Harbour BioMed has transitioned from a traditional licensor to a significant shareholder in Spruce Biosciences, exercising warrants to acquire a nearly 4% stake in the California-based rare disease specialist.
The move, announced Jan. 18, gives Harbour BioMed approximately 3.8% of Spruce’s outstanding common stock and 3.1% on a fully diluted basis.
The warrants were originally issued as part of a collaboration agreement between Spruce and HBM Alpha Therapeutics—an incubator under the Harbour BioMed umbrella—focused on the development of SPR202.
SPR202, a monoclonal antibody formerly known as HBM9013, targets the corticotropin-releasing hormone (CRH) to treat endocrine disorders.
The primary focus of the partnership is Congenital Adrenal Hyperplasia (CAH), a group of genetic disorders that affect the adrenal glands.

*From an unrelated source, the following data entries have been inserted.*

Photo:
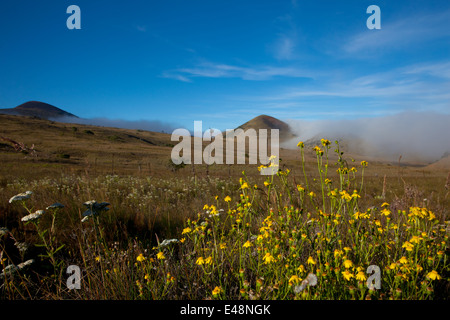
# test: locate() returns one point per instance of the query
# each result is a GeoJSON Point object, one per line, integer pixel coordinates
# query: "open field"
{"type": "Point", "coordinates": [319, 216]}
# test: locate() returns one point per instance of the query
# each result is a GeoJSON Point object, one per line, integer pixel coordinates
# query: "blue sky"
{"type": "Point", "coordinates": [225, 62]}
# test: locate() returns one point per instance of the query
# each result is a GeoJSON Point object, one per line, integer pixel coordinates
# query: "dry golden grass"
{"type": "Point", "coordinates": [149, 199]}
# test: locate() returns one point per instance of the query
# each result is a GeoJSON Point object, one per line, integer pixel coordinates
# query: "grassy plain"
{"type": "Point", "coordinates": [239, 235]}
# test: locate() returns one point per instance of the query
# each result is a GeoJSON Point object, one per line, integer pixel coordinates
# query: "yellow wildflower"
{"type": "Point", "coordinates": [347, 275]}
{"type": "Point", "coordinates": [268, 258]}
{"type": "Point", "coordinates": [403, 260]}
{"type": "Point", "coordinates": [160, 256]}
{"type": "Point", "coordinates": [408, 246]}
{"type": "Point", "coordinates": [140, 257]}
{"type": "Point", "coordinates": [186, 230]}
{"type": "Point", "coordinates": [348, 263]}
{"type": "Point", "coordinates": [311, 260]}
{"type": "Point", "coordinates": [248, 244]}
{"type": "Point", "coordinates": [208, 260]}
{"type": "Point", "coordinates": [361, 276]}
{"type": "Point", "coordinates": [433, 275]}
{"type": "Point", "coordinates": [217, 291]}
{"type": "Point", "coordinates": [338, 253]}
{"type": "Point", "coordinates": [294, 279]}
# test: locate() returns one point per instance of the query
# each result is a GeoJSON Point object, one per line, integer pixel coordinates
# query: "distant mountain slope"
{"type": "Point", "coordinates": [268, 122]}
{"type": "Point", "coordinates": [37, 109]}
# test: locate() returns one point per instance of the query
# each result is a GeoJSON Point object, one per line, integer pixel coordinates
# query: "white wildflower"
{"type": "Point", "coordinates": [21, 196]}
{"type": "Point", "coordinates": [33, 216]}
{"type": "Point", "coordinates": [311, 280]}
{"type": "Point", "coordinates": [56, 205]}
{"type": "Point", "coordinates": [167, 242]}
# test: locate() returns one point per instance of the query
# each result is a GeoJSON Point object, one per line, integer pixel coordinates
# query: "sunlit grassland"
{"type": "Point", "coordinates": [238, 235]}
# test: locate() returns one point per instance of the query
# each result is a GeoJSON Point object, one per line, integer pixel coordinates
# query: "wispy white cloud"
{"type": "Point", "coordinates": [218, 70]}
{"type": "Point", "coordinates": [411, 29]}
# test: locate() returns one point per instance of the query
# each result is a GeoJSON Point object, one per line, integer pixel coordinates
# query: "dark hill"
{"type": "Point", "coordinates": [268, 122]}
{"type": "Point", "coordinates": [37, 109]}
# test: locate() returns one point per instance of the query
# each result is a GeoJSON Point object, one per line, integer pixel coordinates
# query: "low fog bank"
{"type": "Point", "coordinates": [416, 136]}
{"type": "Point", "coordinates": [148, 125]}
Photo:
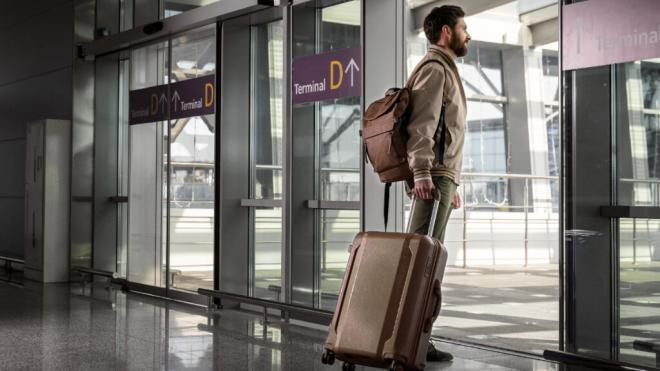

By exercising the warrants, Harbour BioMed is aligning its financial incentives more closely with Spruce's clinical success.
"This warrant exercise marks a significant milestone in our relationship with Spruce Biosciences," said Dr. Jingsong Wang, Founder and CEO of Harbour BioMed. "It moves us beyond a traditional licensor-licensee relationship to a truly aligned strategic partnership."
The investment comes as Spruce Biosciences (NASDAQ:SPRB) enters a pivotal year.
The company recently secured a $50 million loan facility to extend its cash runway into 2027 and is preparing for a potential Biologics License Application (BLA) for its lead enzyme replacement therapy.
For Harbour BioMed, the equity position provides a direct stake in the commercial upside of the SPR202 program while reinforcing its role as a global provider of next-generation antibody therapeutics.